Can Intelligent Design be considered scientific in the same way that SETI is?
by Robert Camp
”Some things have to be believed to be seen.”
One of the most ubiquitous rhetorical devices used by “Intelligent Design” (ID) theorists in support of their ideas is the argument from analogy with human designs and endeavors. These analogies have been many and varied, ranging from the rather fanciful “bulldozer on Jupiter” metaphor to comparisons of ID with scientific disciplines such as SETI and criminological forensics. I recently ran across two instances of such a device, one in the first paragraph of William Dembski’s testimony submitted to the recent Texas textbook hearings,
Real life SETI researchers have thus far failed to detect designed signals from distant space. But if they encountered such a signal, as the astronomers in Sagan’s novel did, they too would infer design.1
Dembski has elaborated on this analogy,
To say intelligent causes are empirically detectable is to say there exist well-defined methods that, based on observable features of the world, can reliably distinguish intelligent causes from undirected natural causes. Many special sciences have already developed such methods for drawing this distinction — notably forensic science, cryptography, archeology, and the search for extraterrestrial intelligence (SETI). Essential to all these methods is the ability to eliminate chance and necessity.2
Use of examples such as these is obviously calculated to give design theory, and particularly Dembski’s “Explanatory Filter,” an air of significance and legitimacy. As noted by philosopher Robert Pennock,
In a clever rhetorical move, they frequently quote the late astronomer and SETI pioneer Carl Sagan to show that even a confirmed skeptic such as he admitted that such investigation is scientifically legitimate.3
Evolutionary biologist Massimo Pigliuscci points out that even if the analogy is considered accurate, Dembski’s point is undercut by the fact that natural causes can produce results that make a determination of “Intelligent Design” extraneous from a scientific perspective.

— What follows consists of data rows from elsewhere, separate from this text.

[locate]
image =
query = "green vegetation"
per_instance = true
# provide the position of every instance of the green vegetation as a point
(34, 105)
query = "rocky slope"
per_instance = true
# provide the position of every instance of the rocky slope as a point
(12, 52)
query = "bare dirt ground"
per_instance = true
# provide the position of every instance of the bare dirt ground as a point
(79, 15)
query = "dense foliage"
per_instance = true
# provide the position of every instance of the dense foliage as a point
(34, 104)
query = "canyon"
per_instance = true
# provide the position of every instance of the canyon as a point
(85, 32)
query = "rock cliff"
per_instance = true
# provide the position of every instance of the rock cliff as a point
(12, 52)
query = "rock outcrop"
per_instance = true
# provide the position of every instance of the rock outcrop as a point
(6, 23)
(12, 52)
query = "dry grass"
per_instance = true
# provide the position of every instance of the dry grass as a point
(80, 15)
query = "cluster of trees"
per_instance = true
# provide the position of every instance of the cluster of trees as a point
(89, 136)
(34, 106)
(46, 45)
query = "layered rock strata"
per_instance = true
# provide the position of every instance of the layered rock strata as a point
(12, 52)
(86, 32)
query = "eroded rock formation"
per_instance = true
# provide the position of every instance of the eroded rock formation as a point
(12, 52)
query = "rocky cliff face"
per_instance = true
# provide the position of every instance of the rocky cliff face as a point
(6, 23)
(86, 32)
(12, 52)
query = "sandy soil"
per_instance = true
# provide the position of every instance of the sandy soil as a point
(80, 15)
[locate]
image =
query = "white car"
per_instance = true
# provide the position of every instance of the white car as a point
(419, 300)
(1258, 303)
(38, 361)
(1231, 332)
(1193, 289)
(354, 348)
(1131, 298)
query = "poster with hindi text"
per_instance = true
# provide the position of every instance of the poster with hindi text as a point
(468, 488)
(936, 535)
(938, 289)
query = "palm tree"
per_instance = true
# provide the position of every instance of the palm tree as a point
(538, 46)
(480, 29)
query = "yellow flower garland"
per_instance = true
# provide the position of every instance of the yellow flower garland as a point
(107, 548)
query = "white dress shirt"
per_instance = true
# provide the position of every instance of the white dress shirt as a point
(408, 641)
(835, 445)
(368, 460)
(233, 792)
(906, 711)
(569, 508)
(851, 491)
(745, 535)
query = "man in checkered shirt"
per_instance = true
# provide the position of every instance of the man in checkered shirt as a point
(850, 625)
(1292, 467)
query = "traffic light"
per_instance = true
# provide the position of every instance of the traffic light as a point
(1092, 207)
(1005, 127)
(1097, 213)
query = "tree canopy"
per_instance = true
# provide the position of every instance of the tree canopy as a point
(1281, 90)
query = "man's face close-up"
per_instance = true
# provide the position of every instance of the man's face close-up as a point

Dembski is absolutely correct that plenty of human activities, such as SETI, investigations into plagiarism, or encryption, depend on the ability to detect intelligent agency. Where he is wrong is in assuming only one kind of design: for him design equals intelligence and, even though he admitted that such an intelligence may be an advanced extraterrestrial civilization, his preference is for a god, possibly of the Christian variety. The problem is that natural selection, a natural process, also fulfills the complexity-specification criterion, thereby demonstrating that it is possible to have unintelligent design in nature.4
It is reasonable to assume that there may be some who will be swayed by the ID analogy with scientific disciplines like SETI. Therefore, it is the specifics of this analogy that need to be refuted in order to expose its vacuity.
ID as Science
Dembski clearly believes ID will stand up to, and benefit from, a methodology-level comparison with forensics, cryptography, archeology, and SETI. Unfortunately, the analogy is only useful regarding ID if one understands certain assumptions inherent in these disciplines. With this understanding, however, it becomes clear that the comparison of ID with operational science is flawed.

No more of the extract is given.